Students of “La Sapienza” carry out the electoral campaign of an immaginary mayor.

   | Emma Farnè (Roma). Partito all’inizio di Febbraio il “political game”, alla facoltà di scienze della comunicazione alla Sapienza: gli studenti impareranno come condurre la campagna elettorale per l’elezione del sindaco di Roma. Sarà tutto un gioco, un gioco di ruolo in cui si metteranno finalmente in pratica le conoscenze acquisite solo sui libri. Un progetto innovativo e sperimentale, il primo in tutta Italia, al quale parteciperanno professori, esperti in comunicazione politica, operatori del settore, che affiancheranno gli studenti, consigliandoli sulle scelte da prendere per far vincere il proprio candidato. La proposta è partita dai ricercatori della cattedra di comunicazione politica Ugo Esposito e Marzia Antenore.
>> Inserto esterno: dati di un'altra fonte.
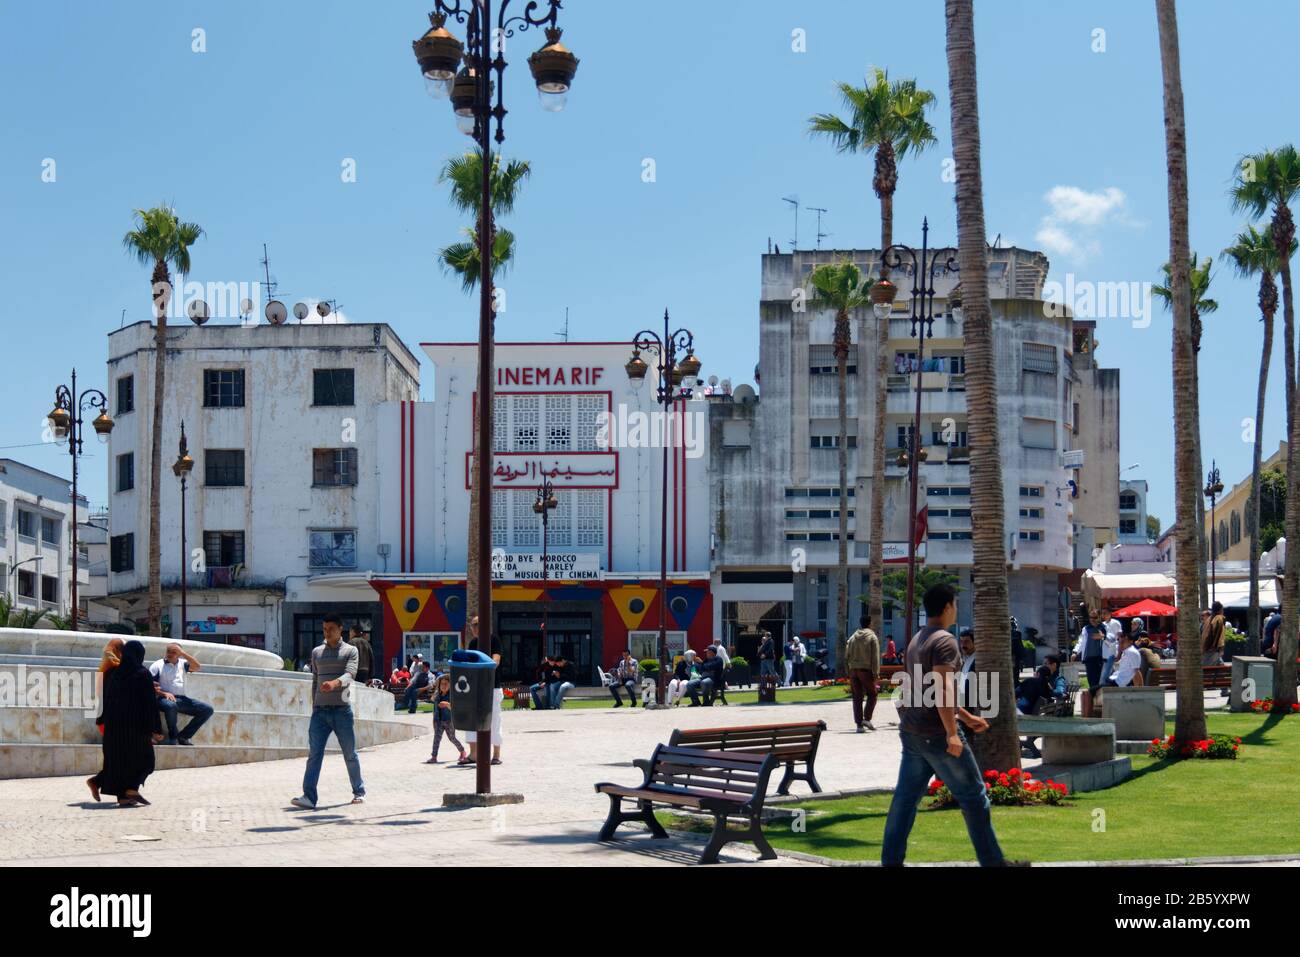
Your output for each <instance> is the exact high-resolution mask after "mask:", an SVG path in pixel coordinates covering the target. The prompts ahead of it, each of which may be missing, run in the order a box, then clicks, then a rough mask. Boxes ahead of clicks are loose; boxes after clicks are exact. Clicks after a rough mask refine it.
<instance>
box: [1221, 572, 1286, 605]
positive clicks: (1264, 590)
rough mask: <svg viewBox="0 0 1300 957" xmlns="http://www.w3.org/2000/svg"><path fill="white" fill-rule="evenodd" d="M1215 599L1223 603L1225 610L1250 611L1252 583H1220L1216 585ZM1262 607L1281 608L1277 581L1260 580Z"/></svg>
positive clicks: (1246, 582)
mask: <svg viewBox="0 0 1300 957" xmlns="http://www.w3.org/2000/svg"><path fill="white" fill-rule="evenodd" d="M1214 599H1216V601H1221V602H1223V607H1225V609H1249V607H1251V583H1249V581H1218V583H1216V585H1214ZM1260 607H1261V609H1277V607H1281V605H1279V603H1278V583H1277V580H1275V579H1260Z"/></svg>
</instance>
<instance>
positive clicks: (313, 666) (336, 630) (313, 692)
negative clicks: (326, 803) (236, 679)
mask: <svg viewBox="0 0 1300 957" xmlns="http://www.w3.org/2000/svg"><path fill="white" fill-rule="evenodd" d="M321 629H322V631H324V633H325V644H324V645H317V646H316V648H313V649H312V659H311V666H312V722H311V724H309V726H308V728H307V746H308V753H307V771H305V772H304V774H303V794H302V797H295V798H294V800H292V801H290V804H292V805H294V806H295V807H305V809H307V810H313V809H315V807H316V781H318V780H320V776H321V762H324V759H325V744H326V742H328V741H329V736H330V735H334V737H337V739H338V746H339V750H342V752H343V763H344V765H346V766H347V776H348V780H351V783H352V804H361V802H363V801H364V800H365V784H364V781H361V762H360V761H359V759H357V757H356V736H355V733H354V731H352V683H354V681H355V680H356V666H357V653H356V646H355V645H348V644H347V642H346V641H343V620H342V619H341V618H339V616H338V615H326V616H325V622H324V624H322V628H321Z"/></svg>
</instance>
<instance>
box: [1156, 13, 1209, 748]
mask: <svg viewBox="0 0 1300 957" xmlns="http://www.w3.org/2000/svg"><path fill="white" fill-rule="evenodd" d="M1156 22H1157V26H1158V29H1160V62H1161V74H1162V77H1164V87H1165V164H1166V169H1167V174H1169V263H1170V268H1169V277H1170V278H1169V283H1167V291H1169V302H1170V306H1171V311H1173V313H1174V333H1173V346H1174V492H1175V495H1174V505H1175V512H1177V515H1175V520H1174V528H1175V529H1177V531H1175V534H1177V540H1178V554H1177V559H1175V560H1177V567H1175V576H1177V580H1178V593H1179V596H1180V597H1179V601H1178V713H1177V716H1175V724H1174V736H1175V739H1177V740H1179V741H1199V740H1201V739H1204V737H1205V700H1204V694H1203V692H1201V641H1200V628H1199V623H1197V618H1199V615H1197V614H1196V612H1197V609H1196V606H1195V605H1193V602H1192V601H1190V596H1196V594H1200V590H1201V581H1200V580H1201V573H1203V571H1204V566H1203V563H1201V551H1200V547H1199V538H1200V536H1199V534H1197V529H1199V528H1200V524H1199V523H1197V520H1196V511H1197V502H1200V501H1203V499H1201V480H1200V460H1199V459H1200V456H1199V452H1197V450H1199V441H1197V439H1199V428H1200V425H1199V421H1197V406H1196V343H1195V339H1193V335H1192V304H1193V303H1195V298H1193V295H1192V277H1191V269H1190V267H1191V263H1192V254H1191V242H1190V241H1188V237H1187V129H1186V125H1184V120H1183V81H1182V73H1180V69H1179V62H1178V14H1177V12H1175V10H1174V0H1156Z"/></svg>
   Ecco le regole: tre partiti, uno al governo, uno di opposizione, e uno di lista civica, durante il mese di Marzo, sapranno le informazioni riguardo la loro storia e il contesto politico in cui agiranno. Nel corso della campagna, riceveranno vari stimoli che dovranno affrontare, dall’impeachment del sindaco uscente alla scoperta di informazioni scottanti su uno dei candidati. Alcuni seminari preparatori, svoltisi in Febbraio, hanno dato una preparazione di base sull’evoluzione della politica, sulle sue figure professionali, sul sistema elettorale, proprio perché i tempi della politica fatta in piazza sono finiti, e ora i partiti sono tutti partiti-saponetta, da vendere il piú possibile a piú elettori possibili.
   Siamo nell’era della videopolitica, del marketing elettorale, e allora questo gioco servirà proprio a formare le competenze necessarie per fare di un candidato quello vincente: dal ghost writer (scrittore di discorsi per il candidato), al pollster (sondaggista), al web master (responsabile del sito internet), al curatore dell’immagine del candidato e del partito, come in una vera e propria campagna elettorale. Le riunioni dei partecipanti sono già in corso, per decidere come organizzare il lavoro. Ma se vince di nuovo Veltroni?